Parents have threatened to sue Brighton and Hove City Council in the row over school catchment areas.
The threat was made by a deputation of parent to the council’s Children, Young People and Skills Committee yesterday afternoon (Monday 13 November).
One parent, Dave Boyle, who spoke for a group of parents at the meeting, said: “I’m making this deputation on behalf of our signatories, who are parents in the area north of Elm Grove but also on behalf of other parents in West Hove who have children affected by this move.
“And, beyond these, the 2,600 people and counting who have signed two petitions that will come before the full council in December.
“Our concerns are driven by the fact that our children will lose choice and be given a school located far away from the community they live and splitting their primary schools and friendship groups in two.
“I cannot stress enough that at no stage have we been concerned with the quality of the schools our children are to be offered.
“The city is well served by good secondary schools. We cannot say the same of the catchment system.
“It is a testament to bad planning and the failure to grasp the situation – and more latterly a failure to deliver the central policy of a new school in a timely fashion.
“We recognise that these are very difficult issues, where the council’s autonomy is constrained by national policy, but such power as the council has had in the last decade has been very poorly exercised.
“Few decisions can have as much effect on an area as school catchments. Decisions regarding them should to be based on good data and active participation of elected members and schools as well as parents and carers.
“Unfortunately, we believe the School Organisation Working Group have let down the committee and the city.
“The report you agreed at your last meeting says the working group recommended the proposals currently out for consultation ‘after careful consideration and lengthy deliberations’.
After examining documents we received following a ‘freedom of information’ request, we could not disagree more.
“The Working Group met on (Tuesday) 11 July – already months too late to enable meaningful analysis and broader consultation – and considered a proposal to move the area from the County Hospital down to the sea and along to the Marina, into the Longhill catchment.
“The initial data provided by officers showed that this would enable the Varndean and Stringer catchment to catch.
Anecdotal
“Yet according to what we were told at a consultation meeting last week by council officers, a ‘feeling’, based on ‘anecdotal evidence’ took hold that this wasn’t satisfactory.
“No minutes were taken at this critical meeting.
“A second meeting two weeks’ later proposed instead the area north of Elm Grove.
“They didn’t compare like with like and didn’t model the impact of sibling links for both proposals.
“Despite the new proposal leaving more children in the Varndean and Stringer catchment than the original plan, they recommended it all the same, then sat on the recommendation for six weeks, informing schools two days before the report was made public.

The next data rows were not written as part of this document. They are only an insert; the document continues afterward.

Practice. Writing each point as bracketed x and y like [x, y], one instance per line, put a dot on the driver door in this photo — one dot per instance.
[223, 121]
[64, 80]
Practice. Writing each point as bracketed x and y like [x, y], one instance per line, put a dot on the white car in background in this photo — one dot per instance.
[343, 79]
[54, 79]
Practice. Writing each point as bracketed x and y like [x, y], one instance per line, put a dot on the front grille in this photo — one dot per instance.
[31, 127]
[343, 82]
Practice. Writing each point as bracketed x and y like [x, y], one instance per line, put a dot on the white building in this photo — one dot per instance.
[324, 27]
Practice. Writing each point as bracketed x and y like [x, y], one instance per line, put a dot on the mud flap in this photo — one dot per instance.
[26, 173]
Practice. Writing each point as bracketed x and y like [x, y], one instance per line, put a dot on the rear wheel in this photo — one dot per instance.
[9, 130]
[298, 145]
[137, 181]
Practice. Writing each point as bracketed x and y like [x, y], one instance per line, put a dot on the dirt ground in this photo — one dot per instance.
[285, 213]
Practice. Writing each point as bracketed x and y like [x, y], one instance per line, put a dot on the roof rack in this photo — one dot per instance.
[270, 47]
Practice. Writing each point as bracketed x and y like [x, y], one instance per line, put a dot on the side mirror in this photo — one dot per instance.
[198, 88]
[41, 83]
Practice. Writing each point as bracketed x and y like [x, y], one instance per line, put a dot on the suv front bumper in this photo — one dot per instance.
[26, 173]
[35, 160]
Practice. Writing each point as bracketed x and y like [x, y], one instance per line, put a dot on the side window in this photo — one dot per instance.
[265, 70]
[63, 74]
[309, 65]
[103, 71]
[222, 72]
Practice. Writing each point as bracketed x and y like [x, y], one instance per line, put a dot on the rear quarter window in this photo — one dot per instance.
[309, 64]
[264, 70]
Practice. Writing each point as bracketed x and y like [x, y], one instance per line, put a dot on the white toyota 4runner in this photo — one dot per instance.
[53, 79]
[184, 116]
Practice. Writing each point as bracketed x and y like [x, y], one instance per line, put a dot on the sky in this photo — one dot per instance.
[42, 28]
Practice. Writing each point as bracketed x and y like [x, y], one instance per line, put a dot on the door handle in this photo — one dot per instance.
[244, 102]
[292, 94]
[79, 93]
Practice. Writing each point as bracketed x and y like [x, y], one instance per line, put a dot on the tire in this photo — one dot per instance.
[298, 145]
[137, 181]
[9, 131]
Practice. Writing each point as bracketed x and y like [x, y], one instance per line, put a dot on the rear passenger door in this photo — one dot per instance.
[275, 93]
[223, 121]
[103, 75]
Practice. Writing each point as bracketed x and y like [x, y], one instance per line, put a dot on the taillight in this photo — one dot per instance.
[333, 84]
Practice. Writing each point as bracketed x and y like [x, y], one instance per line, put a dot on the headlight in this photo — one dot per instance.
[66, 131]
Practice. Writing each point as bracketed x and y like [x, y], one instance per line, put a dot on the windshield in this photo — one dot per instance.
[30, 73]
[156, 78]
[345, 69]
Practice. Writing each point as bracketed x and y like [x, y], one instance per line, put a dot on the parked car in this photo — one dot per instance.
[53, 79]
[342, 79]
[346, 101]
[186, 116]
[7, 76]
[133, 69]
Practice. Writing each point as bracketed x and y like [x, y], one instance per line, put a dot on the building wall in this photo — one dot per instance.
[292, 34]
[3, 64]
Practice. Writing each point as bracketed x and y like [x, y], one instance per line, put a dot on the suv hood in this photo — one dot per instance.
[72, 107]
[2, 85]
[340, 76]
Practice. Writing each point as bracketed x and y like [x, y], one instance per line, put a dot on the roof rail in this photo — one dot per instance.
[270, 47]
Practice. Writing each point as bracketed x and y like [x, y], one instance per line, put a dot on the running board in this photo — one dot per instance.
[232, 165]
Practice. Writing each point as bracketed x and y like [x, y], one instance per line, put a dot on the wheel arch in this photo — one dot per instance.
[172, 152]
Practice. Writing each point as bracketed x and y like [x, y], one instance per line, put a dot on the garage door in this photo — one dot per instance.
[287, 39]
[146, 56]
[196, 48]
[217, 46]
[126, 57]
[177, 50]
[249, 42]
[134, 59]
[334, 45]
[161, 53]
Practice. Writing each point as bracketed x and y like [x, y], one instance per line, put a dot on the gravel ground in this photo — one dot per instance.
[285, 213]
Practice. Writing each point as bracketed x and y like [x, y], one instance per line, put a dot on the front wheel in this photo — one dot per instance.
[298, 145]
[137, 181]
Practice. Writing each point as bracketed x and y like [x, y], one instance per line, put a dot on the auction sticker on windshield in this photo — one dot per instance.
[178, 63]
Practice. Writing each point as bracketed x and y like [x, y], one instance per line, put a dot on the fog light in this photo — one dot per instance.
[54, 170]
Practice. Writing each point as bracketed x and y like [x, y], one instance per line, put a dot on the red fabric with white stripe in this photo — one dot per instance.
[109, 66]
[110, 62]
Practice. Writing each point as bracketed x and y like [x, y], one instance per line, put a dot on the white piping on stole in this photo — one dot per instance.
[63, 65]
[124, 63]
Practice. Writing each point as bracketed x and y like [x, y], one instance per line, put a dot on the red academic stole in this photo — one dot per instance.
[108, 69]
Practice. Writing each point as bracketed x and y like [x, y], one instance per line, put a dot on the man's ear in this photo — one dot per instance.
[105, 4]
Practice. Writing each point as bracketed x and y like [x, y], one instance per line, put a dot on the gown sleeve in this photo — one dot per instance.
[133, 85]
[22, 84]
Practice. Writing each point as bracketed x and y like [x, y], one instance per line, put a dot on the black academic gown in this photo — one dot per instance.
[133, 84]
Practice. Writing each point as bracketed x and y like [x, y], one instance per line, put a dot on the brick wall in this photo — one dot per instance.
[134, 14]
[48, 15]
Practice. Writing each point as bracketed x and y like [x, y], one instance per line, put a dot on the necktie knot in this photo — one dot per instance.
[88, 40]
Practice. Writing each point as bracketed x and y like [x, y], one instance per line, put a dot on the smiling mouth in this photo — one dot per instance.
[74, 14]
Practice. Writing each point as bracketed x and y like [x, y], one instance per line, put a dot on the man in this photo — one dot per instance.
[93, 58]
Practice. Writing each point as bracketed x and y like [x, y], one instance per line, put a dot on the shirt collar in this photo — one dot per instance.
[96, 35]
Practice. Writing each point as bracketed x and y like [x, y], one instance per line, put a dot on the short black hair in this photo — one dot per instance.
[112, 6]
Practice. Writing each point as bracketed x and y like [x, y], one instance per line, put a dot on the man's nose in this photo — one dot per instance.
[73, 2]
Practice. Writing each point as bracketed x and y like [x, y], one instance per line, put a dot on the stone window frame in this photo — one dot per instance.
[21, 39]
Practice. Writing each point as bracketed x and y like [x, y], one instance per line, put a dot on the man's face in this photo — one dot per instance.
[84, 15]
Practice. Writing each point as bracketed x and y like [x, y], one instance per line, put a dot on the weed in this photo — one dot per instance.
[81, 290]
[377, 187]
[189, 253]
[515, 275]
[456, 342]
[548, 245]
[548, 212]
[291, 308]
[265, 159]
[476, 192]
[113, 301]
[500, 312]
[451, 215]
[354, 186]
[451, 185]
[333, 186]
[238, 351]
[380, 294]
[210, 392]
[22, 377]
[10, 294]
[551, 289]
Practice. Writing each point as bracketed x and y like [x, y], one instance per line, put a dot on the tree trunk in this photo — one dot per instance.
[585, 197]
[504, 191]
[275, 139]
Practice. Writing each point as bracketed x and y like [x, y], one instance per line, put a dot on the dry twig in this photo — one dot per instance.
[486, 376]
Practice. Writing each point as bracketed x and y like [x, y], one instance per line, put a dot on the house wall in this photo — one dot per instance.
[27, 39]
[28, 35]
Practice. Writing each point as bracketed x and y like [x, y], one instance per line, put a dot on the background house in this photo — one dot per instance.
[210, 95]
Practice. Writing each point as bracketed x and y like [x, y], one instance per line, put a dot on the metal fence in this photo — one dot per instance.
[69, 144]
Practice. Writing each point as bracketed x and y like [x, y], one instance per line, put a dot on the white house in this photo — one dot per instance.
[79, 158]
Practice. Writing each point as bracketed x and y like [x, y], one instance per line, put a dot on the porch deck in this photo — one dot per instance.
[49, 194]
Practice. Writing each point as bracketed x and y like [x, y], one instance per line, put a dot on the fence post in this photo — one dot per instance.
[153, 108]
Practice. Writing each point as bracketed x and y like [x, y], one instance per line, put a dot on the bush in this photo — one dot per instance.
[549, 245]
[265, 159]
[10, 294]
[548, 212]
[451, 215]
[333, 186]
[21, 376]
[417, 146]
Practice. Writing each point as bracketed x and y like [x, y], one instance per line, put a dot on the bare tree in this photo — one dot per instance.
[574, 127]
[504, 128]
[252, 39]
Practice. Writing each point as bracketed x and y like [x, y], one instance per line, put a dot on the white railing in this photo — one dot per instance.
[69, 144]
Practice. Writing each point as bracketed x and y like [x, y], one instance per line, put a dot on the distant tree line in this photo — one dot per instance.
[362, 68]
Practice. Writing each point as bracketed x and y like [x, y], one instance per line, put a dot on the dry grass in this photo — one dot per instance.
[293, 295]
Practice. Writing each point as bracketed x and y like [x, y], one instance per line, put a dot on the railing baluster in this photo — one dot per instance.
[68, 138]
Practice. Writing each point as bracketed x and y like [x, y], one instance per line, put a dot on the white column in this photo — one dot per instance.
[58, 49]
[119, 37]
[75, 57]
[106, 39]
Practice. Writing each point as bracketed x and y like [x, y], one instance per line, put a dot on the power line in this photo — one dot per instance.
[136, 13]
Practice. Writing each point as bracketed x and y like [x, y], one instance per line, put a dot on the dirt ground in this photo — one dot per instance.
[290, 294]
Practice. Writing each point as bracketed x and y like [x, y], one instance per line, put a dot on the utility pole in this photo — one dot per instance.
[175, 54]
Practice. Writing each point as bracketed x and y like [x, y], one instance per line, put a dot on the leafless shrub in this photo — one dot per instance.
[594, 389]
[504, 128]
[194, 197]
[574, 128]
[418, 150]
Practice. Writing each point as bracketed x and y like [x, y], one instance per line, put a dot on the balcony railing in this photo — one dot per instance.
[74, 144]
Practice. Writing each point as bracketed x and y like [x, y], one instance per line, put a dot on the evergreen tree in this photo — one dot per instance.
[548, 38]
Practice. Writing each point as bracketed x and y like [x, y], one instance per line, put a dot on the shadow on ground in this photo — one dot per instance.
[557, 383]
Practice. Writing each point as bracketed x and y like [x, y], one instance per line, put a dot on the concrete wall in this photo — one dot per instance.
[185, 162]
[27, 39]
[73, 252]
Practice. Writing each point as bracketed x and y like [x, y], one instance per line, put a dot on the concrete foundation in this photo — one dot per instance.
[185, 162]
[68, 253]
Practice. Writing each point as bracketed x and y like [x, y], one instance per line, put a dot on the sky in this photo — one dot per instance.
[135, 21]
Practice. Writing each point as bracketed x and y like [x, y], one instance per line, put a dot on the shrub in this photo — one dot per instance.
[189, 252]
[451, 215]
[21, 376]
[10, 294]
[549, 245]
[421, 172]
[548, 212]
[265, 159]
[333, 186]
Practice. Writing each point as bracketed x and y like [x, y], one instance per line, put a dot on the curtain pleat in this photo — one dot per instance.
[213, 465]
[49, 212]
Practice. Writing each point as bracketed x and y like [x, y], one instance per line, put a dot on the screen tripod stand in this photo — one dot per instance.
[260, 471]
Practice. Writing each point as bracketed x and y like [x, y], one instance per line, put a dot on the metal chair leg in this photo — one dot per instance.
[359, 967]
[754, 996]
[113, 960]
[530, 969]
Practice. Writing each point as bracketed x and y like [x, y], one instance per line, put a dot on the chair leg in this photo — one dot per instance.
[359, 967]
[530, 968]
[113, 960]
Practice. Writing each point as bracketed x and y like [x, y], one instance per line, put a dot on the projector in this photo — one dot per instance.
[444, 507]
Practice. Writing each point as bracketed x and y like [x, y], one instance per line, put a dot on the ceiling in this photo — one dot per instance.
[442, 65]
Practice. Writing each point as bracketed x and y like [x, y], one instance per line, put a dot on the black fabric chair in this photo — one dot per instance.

“The city needs better catchment areas – and our schools and pupils deserve so much better.
“The city needs to hold off until the new school has – finally – opened, when any changes can be longstanding.
“The alternative is more tweaking, more anguish and more uncertainty, only to reconvene to do it all over again in two years’ time.
Dysfunctional
“In the meantime, we urge the members of the working group who will make the decision about what comes before you in January to engage with and take seriously the offer from the respective secondary schools to have additional form entries.
“It has been said that these offers have been made after the schools had been saying the opposite to the council.
“We have yet to find out when the schools were last asked directly as part of the catchment area modelling process.
“Even so, a more telling example of the dysfunction that is the city’s catchment area policy would be harder to find.
“It has also been said that these offers will be considered as part of the consultation process. But four weeks have passed since that offer was made and there are just seven weeks left – including Christmas and new year – before the report that comes back to this committee is finalised.
“Time is running out to seriously consider it and do the necessary budgetary work needed to make it happen.
“We know that the council is fearful of legal challenge if it does do something but we regret to inform you should that something be these proposals, it will guarantee a legal challenge from parents in the areas affected as we sincerely doubt that they meet the test laid down in the School Admissions Code that catchments be ‘fair, clear and objective’.
“These proposals are trumpeted as enabling greater certainty but that neglects to state the bald facts: in order to guarantee choice and certainty for the majority, our children are to be denied choice, denied access to schools in their community, denied the chance to go to secondary school with friends in their community, denied the chance to face this most important choice to date in their lives full of hope and expectation and instead contemplate 7am starts and earlier in schools miles away from their friends and miles away from their homes.
“This is not fair. They are kids, not commuters.”